4 Were they both to blame? Birthday Letters has produced a revisionist school of Hughes defenders–ex-Plath hagiographers who now feel they were too hard on Hughes. On the New York Times op-ed page, Diane Wood Middlebrook, biographer of Plath’s friend Anne Sexton, applauds Hughes for accepting at least partial responsibility for Plath’s death–“the role of Fatal Husband.” In The New Yorker, A. Alvarez, the British poet whose 1972 memoir, The Savage God, provides the basis for most of the anti-Hughes attacks, praises Hughes’ honesty. The revisionist line comes in two parts: 1) As in most bad marriages, both parties were at fault. 2) It was Plath’s demons–her illness and irrational anger–that made her poems powerful.

5 Who is the better poet? Because several poems in Birthday Letters are explicit rewrites of Plath’s poems, critics have decided to take up this question. Some of Plath’s feminist defenders say Hughes’ “lax and digressive” verses “serve mostly to remind us of what a great poet she was” (Katha Pollitt, the New York Times Book Review). Hughes’ defenders use the occasion to restate their case against Plath’s greatness: Her poetry was humorless and hyperbolic and would not be remembered had she not committed suicide. Any good poems she did write were derivative of Hughes’ style.

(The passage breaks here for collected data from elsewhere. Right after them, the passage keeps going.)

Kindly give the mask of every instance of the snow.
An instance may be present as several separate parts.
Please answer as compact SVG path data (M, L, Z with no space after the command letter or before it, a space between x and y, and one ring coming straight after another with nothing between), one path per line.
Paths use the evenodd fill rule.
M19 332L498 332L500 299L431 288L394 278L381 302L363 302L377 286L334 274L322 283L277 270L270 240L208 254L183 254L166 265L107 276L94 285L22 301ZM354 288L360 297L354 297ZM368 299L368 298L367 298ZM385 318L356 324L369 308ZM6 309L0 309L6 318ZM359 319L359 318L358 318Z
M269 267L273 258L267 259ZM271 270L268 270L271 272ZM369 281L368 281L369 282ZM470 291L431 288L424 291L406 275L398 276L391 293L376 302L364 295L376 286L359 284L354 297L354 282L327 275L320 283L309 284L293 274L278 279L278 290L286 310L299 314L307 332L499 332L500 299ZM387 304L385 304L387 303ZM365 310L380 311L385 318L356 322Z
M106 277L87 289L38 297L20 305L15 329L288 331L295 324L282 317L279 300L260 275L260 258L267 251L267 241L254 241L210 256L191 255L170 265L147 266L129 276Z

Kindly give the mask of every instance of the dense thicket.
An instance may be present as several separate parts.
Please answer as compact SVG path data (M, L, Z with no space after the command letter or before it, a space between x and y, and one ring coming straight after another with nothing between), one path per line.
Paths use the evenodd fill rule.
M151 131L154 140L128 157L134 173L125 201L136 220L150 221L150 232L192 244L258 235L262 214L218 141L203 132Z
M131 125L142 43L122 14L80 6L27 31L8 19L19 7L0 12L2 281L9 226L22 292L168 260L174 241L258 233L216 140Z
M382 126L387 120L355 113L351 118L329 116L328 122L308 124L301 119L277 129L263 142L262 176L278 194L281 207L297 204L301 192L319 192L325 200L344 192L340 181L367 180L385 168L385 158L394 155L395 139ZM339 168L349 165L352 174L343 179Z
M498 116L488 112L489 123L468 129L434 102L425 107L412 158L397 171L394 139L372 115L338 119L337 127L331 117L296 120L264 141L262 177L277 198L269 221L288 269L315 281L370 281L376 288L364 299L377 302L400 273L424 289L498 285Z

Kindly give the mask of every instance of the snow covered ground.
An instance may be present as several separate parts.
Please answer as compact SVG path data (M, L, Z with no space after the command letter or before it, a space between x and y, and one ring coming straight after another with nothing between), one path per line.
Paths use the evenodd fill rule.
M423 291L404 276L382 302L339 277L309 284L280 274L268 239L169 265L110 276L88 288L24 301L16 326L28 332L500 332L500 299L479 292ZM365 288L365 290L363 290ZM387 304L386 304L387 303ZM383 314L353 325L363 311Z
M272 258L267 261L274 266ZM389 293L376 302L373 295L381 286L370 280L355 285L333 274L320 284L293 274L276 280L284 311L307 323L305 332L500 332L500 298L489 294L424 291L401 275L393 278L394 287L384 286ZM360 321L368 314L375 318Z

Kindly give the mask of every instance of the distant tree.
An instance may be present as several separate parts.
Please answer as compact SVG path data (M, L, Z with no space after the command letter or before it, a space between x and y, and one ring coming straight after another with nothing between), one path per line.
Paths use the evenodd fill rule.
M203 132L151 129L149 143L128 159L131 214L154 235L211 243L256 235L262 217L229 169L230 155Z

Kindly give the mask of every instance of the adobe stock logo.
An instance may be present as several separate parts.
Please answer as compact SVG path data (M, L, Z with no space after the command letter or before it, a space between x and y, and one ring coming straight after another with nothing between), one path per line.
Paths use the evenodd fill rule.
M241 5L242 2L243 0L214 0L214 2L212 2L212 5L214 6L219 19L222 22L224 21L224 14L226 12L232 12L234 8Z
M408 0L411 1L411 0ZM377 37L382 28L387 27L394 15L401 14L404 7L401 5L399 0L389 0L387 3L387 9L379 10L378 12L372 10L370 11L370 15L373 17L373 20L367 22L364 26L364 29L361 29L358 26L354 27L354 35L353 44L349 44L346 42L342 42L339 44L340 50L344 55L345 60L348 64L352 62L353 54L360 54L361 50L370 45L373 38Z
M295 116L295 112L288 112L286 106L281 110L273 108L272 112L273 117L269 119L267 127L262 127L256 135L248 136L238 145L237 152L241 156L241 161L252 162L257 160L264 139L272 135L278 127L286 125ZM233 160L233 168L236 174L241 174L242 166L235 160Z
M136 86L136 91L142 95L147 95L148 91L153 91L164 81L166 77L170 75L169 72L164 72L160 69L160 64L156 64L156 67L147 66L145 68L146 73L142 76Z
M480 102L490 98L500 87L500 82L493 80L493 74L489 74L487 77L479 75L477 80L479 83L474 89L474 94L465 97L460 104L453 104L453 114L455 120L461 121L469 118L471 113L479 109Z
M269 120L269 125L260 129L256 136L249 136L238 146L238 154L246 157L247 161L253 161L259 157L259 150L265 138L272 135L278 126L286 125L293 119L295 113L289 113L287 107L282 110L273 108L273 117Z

Critics also divide along national lines. American critics, with such exceptions as Slate’s Christopher Benfey, say that Hughes’ poems are not very perceptive and not at all introspective. They especially take him to task for blaming Plath’s suicide on fate and astrology. Britons, however, trumpet their poet laureate as worthy of the ranks of “Blake, Keats, Hardy and Auden” (the Times of London). They like that Birthday Letters combines Hughes’ trademark violence–dying animals, stormy moors–with his compassion for Plath and introspection. Others take more pot shots at Plath defenders. James Fenton in the New York Review of Books says, ” ‘Plath lovers’ will never forgive Hughes for having been Plath’s lover–a role which in their fantasies they would much better fill.”